I had a look at what Mr. Hartley’s been up to since then.  He lives in Kenya and is still writing for the Spectator.  There were pictures of him with his wife and children.  As I suspected, given some of his musical references, we are the same age.  One gets the sense after reading about his intimate engagement with the genocide in Rwanda that he’s earned a bit of quite time to reckon with the hauntings, he says he shares with his late father.  I suppose it is great for the region and bad for reporting that things have been relatively quiet since the crescendo of that slaughter. I read his article about his family, leaving town to skip the elections there in Kenya because the last time things got violent.  Reading many of his glistening sentences I was reminded that people who are paid to write all the time often get very good at it.

The tribal violence, the electoral violence of Kenya seems a world away here in Tanzania.  Am I just missing things beneath the surface or is it really a testimony to Nyerere’s work at Ujamaa family style socialism.  Influenced but Maoist China, but fortunately not unduly, the way say Cambodia was, Nyerere’s socialism left the country among the poorest in Africa, heavily indebted by the time he stood down from office in 1985.  However efforts to educate and provide health care and unite the country may have given them a stronger base to defend themselves against tribalism, now that economic reforms have taken place.

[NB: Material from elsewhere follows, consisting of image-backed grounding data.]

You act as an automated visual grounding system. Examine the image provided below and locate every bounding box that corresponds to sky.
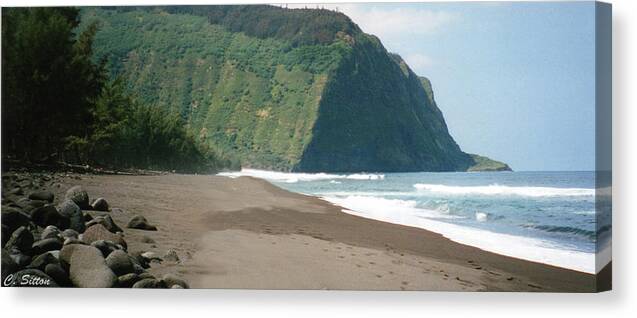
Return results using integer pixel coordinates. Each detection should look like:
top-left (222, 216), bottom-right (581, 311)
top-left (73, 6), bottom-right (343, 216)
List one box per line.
top-left (287, 2), bottom-right (597, 171)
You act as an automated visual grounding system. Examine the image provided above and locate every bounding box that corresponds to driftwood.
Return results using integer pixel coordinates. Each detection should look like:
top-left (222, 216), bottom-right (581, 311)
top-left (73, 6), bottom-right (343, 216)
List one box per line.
top-left (1, 158), bottom-right (168, 176)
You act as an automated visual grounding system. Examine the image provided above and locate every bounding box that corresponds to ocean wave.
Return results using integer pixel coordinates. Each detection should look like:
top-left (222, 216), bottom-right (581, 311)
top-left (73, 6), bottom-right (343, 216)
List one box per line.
top-left (413, 183), bottom-right (594, 197)
top-left (218, 169), bottom-right (384, 183)
top-left (322, 195), bottom-right (460, 220)
top-left (528, 225), bottom-right (597, 241)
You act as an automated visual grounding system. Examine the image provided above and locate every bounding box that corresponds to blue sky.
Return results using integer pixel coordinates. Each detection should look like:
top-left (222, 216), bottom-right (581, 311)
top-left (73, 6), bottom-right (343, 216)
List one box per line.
top-left (291, 2), bottom-right (597, 171)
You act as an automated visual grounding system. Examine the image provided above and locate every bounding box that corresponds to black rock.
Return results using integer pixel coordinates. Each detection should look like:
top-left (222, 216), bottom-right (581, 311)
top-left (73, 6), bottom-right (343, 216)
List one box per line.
top-left (41, 225), bottom-right (61, 240)
top-left (91, 240), bottom-right (124, 258)
top-left (117, 273), bottom-right (140, 288)
top-left (45, 263), bottom-right (71, 287)
top-left (91, 198), bottom-right (109, 211)
top-left (56, 200), bottom-right (85, 233)
top-left (31, 205), bottom-right (70, 230)
top-left (31, 238), bottom-right (63, 255)
top-left (64, 186), bottom-right (91, 210)
top-left (127, 215), bottom-right (157, 231)
top-left (61, 229), bottom-right (79, 239)
top-left (4, 269), bottom-right (58, 287)
top-left (8, 248), bottom-right (31, 267)
top-left (1, 206), bottom-right (31, 233)
top-left (2, 224), bottom-right (9, 248)
top-left (128, 251), bottom-right (150, 269)
top-left (6, 226), bottom-right (34, 252)
top-left (28, 191), bottom-right (54, 203)
top-left (163, 249), bottom-right (180, 263)
top-left (16, 198), bottom-right (46, 214)
top-left (105, 250), bottom-right (138, 276)
top-left (86, 215), bottom-right (122, 233)
top-left (161, 274), bottom-right (189, 289)
top-left (27, 252), bottom-right (60, 271)
top-left (132, 278), bottom-right (166, 288)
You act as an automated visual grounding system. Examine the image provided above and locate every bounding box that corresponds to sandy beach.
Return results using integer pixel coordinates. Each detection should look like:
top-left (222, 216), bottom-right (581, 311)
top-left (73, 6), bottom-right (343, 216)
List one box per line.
top-left (43, 173), bottom-right (598, 291)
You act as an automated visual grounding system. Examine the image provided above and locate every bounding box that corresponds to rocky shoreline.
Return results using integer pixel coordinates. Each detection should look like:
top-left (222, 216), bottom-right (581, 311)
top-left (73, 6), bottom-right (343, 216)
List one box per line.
top-left (1, 171), bottom-right (188, 288)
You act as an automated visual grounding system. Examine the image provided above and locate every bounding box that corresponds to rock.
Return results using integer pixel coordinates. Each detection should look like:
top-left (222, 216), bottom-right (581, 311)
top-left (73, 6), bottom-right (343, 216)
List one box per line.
top-left (8, 248), bottom-right (31, 267)
top-left (61, 229), bottom-right (79, 239)
top-left (41, 225), bottom-right (61, 240)
top-left (163, 249), bottom-right (180, 263)
top-left (140, 236), bottom-right (155, 244)
top-left (105, 250), bottom-right (139, 276)
top-left (6, 226), bottom-right (34, 252)
top-left (140, 251), bottom-right (161, 263)
top-left (60, 244), bottom-right (117, 288)
top-left (117, 273), bottom-right (140, 288)
top-left (45, 263), bottom-right (71, 287)
top-left (132, 278), bottom-right (166, 288)
top-left (86, 215), bottom-right (122, 233)
top-left (82, 224), bottom-right (127, 249)
top-left (91, 198), bottom-right (109, 211)
top-left (31, 238), bottom-right (63, 254)
top-left (31, 205), bottom-right (69, 229)
top-left (56, 200), bottom-right (85, 233)
top-left (91, 240), bottom-right (124, 257)
top-left (170, 284), bottom-right (184, 289)
top-left (127, 215), bottom-right (157, 231)
top-left (1, 206), bottom-right (31, 232)
top-left (129, 251), bottom-right (150, 269)
top-left (27, 252), bottom-right (59, 271)
top-left (137, 272), bottom-right (155, 280)
top-left (2, 224), bottom-right (9, 248)
top-left (63, 237), bottom-right (84, 246)
top-left (8, 187), bottom-right (23, 196)
top-left (64, 186), bottom-right (90, 209)
top-left (83, 212), bottom-right (94, 223)
top-left (16, 198), bottom-right (46, 213)
top-left (1, 249), bottom-right (18, 283)
top-left (4, 269), bottom-right (58, 287)
top-left (161, 274), bottom-right (189, 289)
top-left (28, 191), bottom-right (54, 203)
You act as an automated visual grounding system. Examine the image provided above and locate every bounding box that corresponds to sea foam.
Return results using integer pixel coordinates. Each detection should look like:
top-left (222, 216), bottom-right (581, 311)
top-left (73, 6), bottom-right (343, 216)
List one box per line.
top-left (414, 183), bottom-right (594, 197)
top-left (327, 195), bottom-right (596, 273)
top-left (218, 169), bottom-right (384, 183)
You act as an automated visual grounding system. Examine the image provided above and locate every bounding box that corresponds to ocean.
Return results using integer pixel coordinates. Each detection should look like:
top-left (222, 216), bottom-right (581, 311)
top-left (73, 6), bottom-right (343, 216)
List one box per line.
top-left (218, 169), bottom-right (611, 274)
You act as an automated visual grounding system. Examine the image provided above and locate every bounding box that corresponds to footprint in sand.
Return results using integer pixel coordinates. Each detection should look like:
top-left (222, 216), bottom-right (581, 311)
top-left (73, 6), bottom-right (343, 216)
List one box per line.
top-left (401, 281), bottom-right (408, 285)
top-left (376, 274), bottom-right (382, 278)
top-left (369, 261), bottom-right (376, 265)
top-left (338, 255), bottom-right (345, 259)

Today we’re driving out to the beach, Pagu Pagu.  Our driver is a handsome gent in a long white robe and a skull cap to match.  His name is Zafar which he explains means “best.”  Among the different drivers we’ve had this name I somehow manage to remember.   He appreciates the questions about what we are seeing: “That’s just a block of flats.”  And manages interesting answers about which crops dominate.  But I’m sleepy and soon I’ve drift off to nod, where I play some chess with my little one just like I might in the cognizant world.